Interestingly, the appreciably greater modulations of energy metabolism indicators in the wild type brain were also accompanied by markedly stronger induction of the central neuronal stress sensor, the c-Fos gene (Shimokawa et al., 2005; Kovacs, 2008) and the phase ll antioxidant response enzyme, heme oxygenase- 1 (HO-1) (Ghosh et al., 2011) in the wild type when compared to Ngb-tg brain. Notably, a link between Ngb levels and regulation of the c-Fos gene was reported in an earlier study where exacerbated c-Fos response to hypoxia was observed in Ngb knockout mouse, suggesting that Ngb deficiency might sensitize the brain to hypoxic brain injury (Hundahl et al., 2011). Taken together, our new findings are consistent with the scope of previously observed neuroprotective effects of elevated Ngb, as in the majority of reported injury models, the proposed modes of neuroprotection by Ngb have been linked with improved sustenance of mitochondrial function (Yu et al., 2013).
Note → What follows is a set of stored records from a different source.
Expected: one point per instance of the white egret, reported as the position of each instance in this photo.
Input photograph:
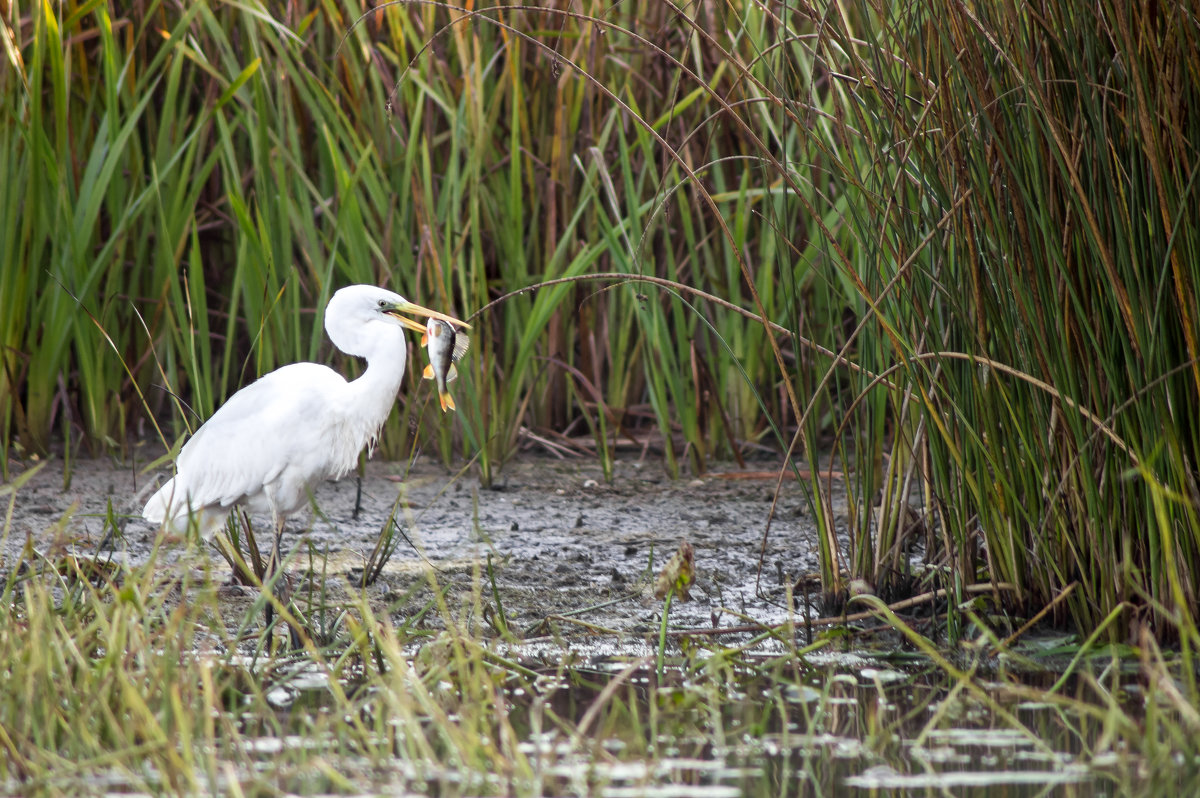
(299, 425)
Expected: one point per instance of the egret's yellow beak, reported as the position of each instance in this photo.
(412, 309)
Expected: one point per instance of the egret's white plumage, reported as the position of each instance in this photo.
(297, 426)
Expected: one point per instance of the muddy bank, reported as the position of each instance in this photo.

The proposed mechanisms by which Ngb might ameliorate mitochondrial function in support of neuronal survival, include involvement in augmentation of respiratory chain function (Kiger et al., 2011; Lechauve et al., 2012), interactions with cytochrome c (Fago et al., 2006; Raychaudhuri et al., 2010; Fiocchetti et al., 2013), preservation of respiratory complex lV activity by sequestration of excessive nitric oxide (Brunori et al., 2005; Singh et al., 2013) as well as neutralization of free radicals (Herold et al., 2004; Fordel et al., 2007; Li et al., 2011).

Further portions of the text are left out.